Dolores dejó de verla regresando su vista al altar, bajo este estaban los dos féretros. Cabeza a cabeza separados por un metro de distancia y con la parte inferior mirando a su lado de los bancos.
—Igual, pobre, que triste lo de Inés también. Parece que se nos juntaron todas las desgracias el mismo día —insistió la vecina—. Horrible lo que le pasó.
Dolores, que no sabía lo que le había pasado a esa mujer, no pudo evitar la curiosidad. Aunque ella no era ninguna tonta y ya sabía muy bien por qué Matilde había comentado eso justo con esa precisa elección de palabras.
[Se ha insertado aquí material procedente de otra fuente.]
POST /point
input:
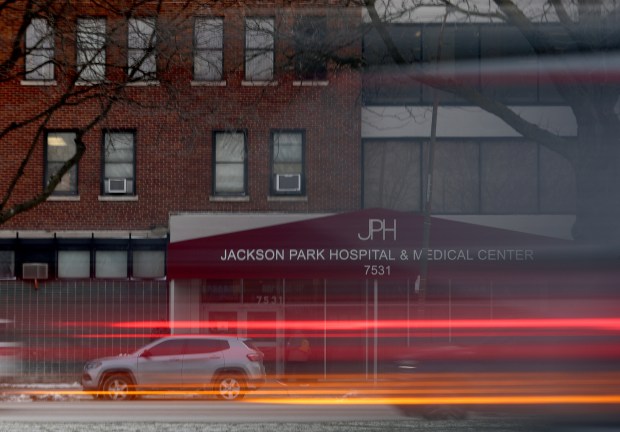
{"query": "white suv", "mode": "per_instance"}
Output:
(228, 366)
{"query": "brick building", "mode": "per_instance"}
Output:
(219, 107)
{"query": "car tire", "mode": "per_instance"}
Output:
(230, 387)
(117, 387)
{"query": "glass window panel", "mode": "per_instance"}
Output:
(149, 264)
(229, 178)
(141, 43)
(509, 68)
(119, 171)
(111, 264)
(392, 177)
(119, 157)
(208, 65)
(141, 34)
(287, 147)
(230, 147)
(259, 48)
(91, 39)
(7, 264)
(91, 65)
(260, 33)
(557, 183)
(39, 34)
(259, 65)
(73, 264)
(141, 64)
(456, 181)
(60, 148)
(509, 177)
(209, 33)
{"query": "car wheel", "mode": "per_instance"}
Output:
(230, 387)
(117, 387)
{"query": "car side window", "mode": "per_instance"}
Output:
(167, 348)
(205, 346)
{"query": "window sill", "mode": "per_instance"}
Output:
(215, 198)
(89, 83)
(63, 198)
(35, 83)
(195, 83)
(143, 83)
(310, 83)
(118, 198)
(287, 198)
(259, 83)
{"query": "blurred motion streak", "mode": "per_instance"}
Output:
(510, 388)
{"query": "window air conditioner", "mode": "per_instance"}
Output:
(288, 182)
(116, 185)
(34, 271)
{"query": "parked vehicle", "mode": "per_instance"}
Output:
(8, 354)
(228, 366)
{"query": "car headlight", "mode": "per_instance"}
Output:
(92, 365)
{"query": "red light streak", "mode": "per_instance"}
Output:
(582, 324)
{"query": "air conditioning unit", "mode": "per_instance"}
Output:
(34, 271)
(288, 182)
(116, 185)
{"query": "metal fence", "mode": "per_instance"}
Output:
(62, 324)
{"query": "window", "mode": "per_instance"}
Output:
(310, 49)
(259, 49)
(74, 264)
(39, 50)
(149, 264)
(7, 264)
(91, 41)
(287, 163)
(119, 163)
(208, 49)
(174, 347)
(60, 147)
(141, 49)
(230, 163)
(509, 177)
(111, 264)
(392, 175)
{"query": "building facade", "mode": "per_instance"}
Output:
(242, 175)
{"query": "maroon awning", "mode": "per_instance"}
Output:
(373, 243)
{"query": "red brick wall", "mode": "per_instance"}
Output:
(174, 123)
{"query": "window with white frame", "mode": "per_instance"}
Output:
(7, 264)
(148, 264)
(74, 264)
(310, 50)
(39, 61)
(91, 43)
(141, 44)
(119, 163)
(230, 163)
(259, 49)
(59, 148)
(470, 176)
(287, 163)
(208, 49)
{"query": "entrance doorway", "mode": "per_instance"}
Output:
(263, 326)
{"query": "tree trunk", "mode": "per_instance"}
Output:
(597, 172)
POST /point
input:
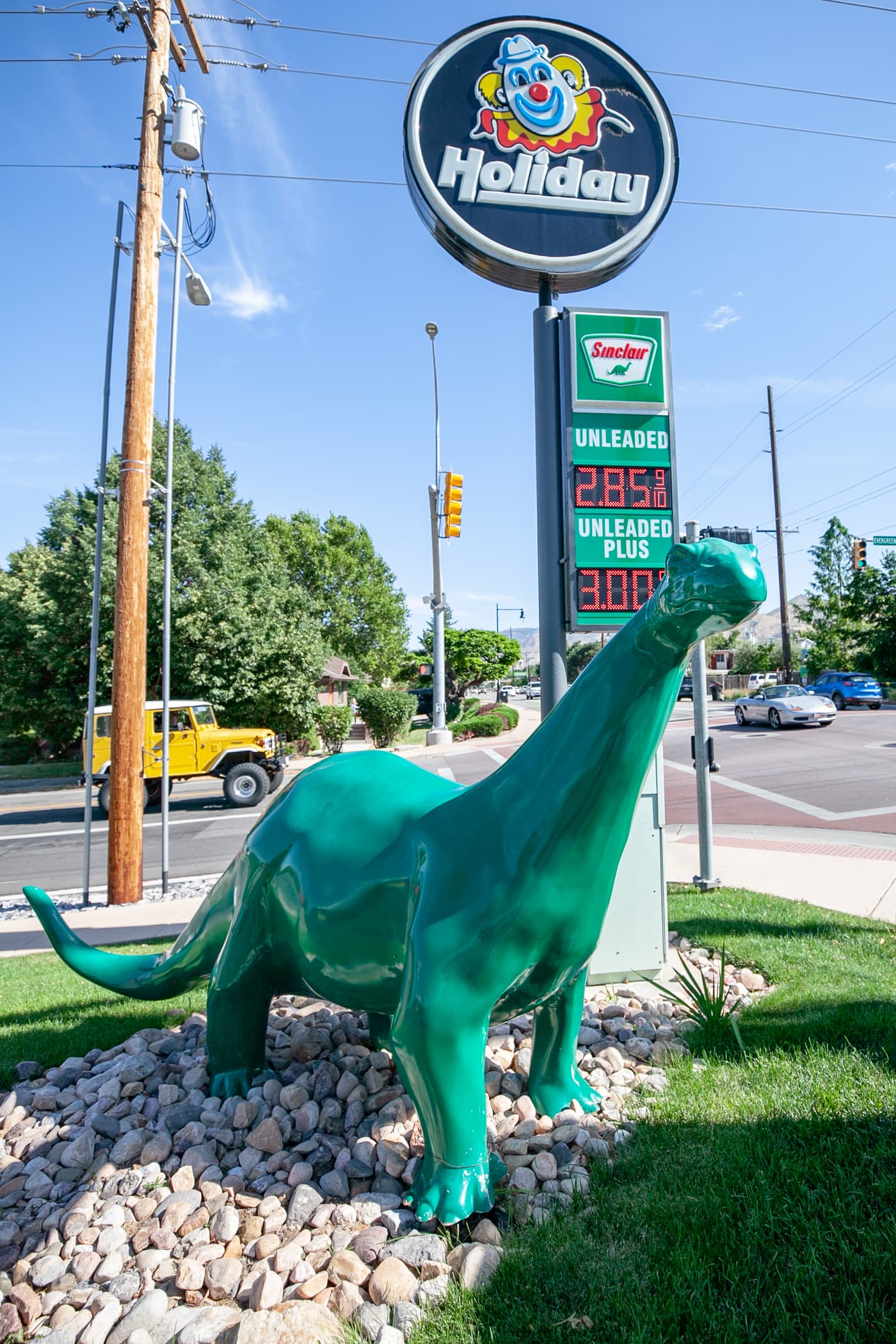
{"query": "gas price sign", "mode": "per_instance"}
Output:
(621, 499)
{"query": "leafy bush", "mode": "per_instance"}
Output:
(333, 722)
(387, 714)
(480, 726)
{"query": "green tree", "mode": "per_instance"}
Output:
(831, 611)
(765, 656)
(242, 635)
(351, 589)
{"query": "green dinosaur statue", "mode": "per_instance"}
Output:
(440, 909)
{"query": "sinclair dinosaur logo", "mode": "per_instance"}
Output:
(541, 108)
(620, 360)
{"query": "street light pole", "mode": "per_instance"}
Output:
(438, 734)
(97, 561)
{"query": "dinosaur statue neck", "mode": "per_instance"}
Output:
(572, 789)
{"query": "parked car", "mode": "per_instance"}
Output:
(758, 679)
(248, 761)
(848, 689)
(780, 706)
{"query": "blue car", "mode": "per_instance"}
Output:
(848, 689)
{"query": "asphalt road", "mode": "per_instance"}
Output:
(838, 777)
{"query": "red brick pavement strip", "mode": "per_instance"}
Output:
(731, 807)
(837, 851)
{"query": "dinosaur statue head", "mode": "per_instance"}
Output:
(710, 586)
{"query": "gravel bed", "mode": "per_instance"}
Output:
(138, 1210)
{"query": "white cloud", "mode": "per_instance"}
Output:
(723, 316)
(249, 299)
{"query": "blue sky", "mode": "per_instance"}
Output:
(312, 369)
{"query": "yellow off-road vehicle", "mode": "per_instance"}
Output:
(246, 760)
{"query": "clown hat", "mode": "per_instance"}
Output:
(518, 49)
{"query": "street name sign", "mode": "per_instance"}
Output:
(621, 511)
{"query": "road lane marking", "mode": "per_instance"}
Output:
(148, 826)
(782, 800)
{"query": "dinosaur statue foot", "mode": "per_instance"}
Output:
(452, 1194)
(550, 1097)
(236, 1082)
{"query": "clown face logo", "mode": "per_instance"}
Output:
(532, 102)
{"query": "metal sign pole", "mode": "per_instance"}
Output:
(548, 474)
(705, 879)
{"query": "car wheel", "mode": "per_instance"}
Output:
(105, 789)
(245, 785)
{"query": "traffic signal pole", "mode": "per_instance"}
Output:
(129, 646)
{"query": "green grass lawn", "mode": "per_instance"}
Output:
(759, 1202)
(41, 771)
(47, 1012)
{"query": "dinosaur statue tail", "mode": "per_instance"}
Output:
(186, 964)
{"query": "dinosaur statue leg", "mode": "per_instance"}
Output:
(554, 1078)
(444, 1074)
(239, 996)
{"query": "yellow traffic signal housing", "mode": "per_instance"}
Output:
(452, 502)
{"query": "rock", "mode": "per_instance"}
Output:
(225, 1225)
(47, 1270)
(268, 1291)
(391, 1283)
(303, 1204)
(369, 1242)
(347, 1267)
(222, 1277)
(415, 1249)
(346, 1300)
(479, 1265)
(266, 1137)
(191, 1274)
(210, 1325)
(545, 1167)
(102, 1324)
(144, 1313)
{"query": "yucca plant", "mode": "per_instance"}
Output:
(708, 1007)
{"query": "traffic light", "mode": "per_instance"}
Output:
(452, 504)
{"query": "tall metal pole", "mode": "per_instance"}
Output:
(166, 598)
(548, 474)
(780, 535)
(97, 561)
(705, 879)
(129, 647)
(438, 734)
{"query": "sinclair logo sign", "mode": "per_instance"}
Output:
(535, 148)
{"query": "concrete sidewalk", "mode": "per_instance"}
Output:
(840, 870)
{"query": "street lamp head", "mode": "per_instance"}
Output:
(198, 291)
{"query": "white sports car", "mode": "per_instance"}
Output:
(780, 706)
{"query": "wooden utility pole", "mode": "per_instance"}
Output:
(780, 536)
(129, 648)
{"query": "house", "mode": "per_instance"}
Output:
(333, 683)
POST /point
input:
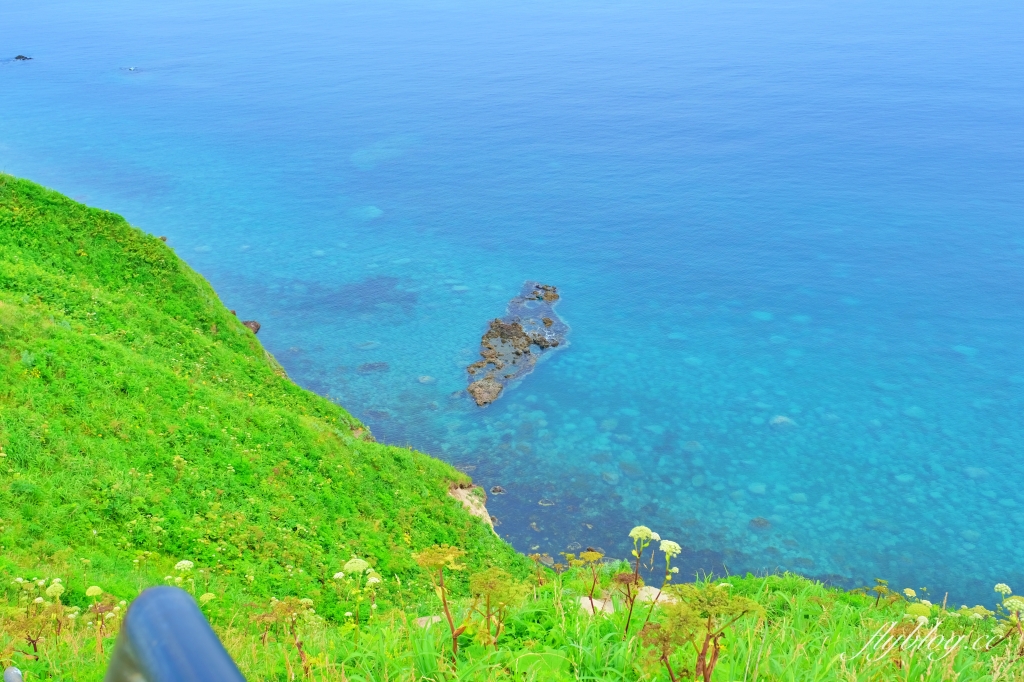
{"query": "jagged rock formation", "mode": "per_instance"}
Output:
(512, 344)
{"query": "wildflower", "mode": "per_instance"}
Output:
(670, 548)
(641, 533)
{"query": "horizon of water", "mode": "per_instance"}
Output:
(787, 240)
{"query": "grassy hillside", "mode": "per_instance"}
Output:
(146, 437)
(139, 420)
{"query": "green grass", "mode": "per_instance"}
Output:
(141, 424)
(137, 415)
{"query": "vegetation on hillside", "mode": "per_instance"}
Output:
(588, 620)
(141, 424)
(146, 438)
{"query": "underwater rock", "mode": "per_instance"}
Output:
(512, 345)
(368, 368)
(484, 391)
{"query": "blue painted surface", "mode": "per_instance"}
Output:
(788, 239)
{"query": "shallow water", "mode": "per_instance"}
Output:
(788, 242)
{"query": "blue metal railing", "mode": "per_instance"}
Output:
(165, 638)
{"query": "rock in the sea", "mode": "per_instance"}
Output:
(512, 344)
(367, 368)
(485, 390)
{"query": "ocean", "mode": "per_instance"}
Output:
(788, 240)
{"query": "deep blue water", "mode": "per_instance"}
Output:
(788, 237)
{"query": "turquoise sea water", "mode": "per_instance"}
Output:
(788, 239)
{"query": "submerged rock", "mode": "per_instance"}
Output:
(512, 345)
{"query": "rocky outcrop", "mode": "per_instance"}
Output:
(512, 345)
(474, 500)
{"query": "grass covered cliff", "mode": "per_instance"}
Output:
(140, 421)
(146, 437)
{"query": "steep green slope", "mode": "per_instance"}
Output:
(138, 415)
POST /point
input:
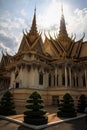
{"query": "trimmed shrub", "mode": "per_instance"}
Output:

Un dato por otro dato.
—Juliancito se mató, se colgó —soltó Dolores, todavía sin mirar a la mujer.
Matilde se pasó la lengua por encima del labio superior, relamiéndose.
—Por lo que supe, la monjita se ahogó con algo que estaba comiendo y ahí no más, se ve que por el susto, le dio un ataque al corazón. Cuando llegó la ambulancia ya no pudieron hacer nada.
Dolores asintió, permaneciendo en su actitud un tanto distante. El trato ya había sido cumplido por parte de ambas y ella no quería más contacto con la vecina.
»Bueno, yo los dejo y cualquier cosa ya sabes, me golpeas la puerta que ahí voy a estar —dijo Matilde para despedirse, entendiendo la indirecta.
La abuela ni siquiera intentó responderle de alguna manera; la quería lejos y quería que fuera ya. Mariana, cuando la mujer volvió a su lugar, se acercó a Dolores, le tomó la mano y apoyó la cabeza en su hombro.
—No le hagas caso, abu. Un día de estos se va a morder la lengua y no hay antídoto para tanta maldad.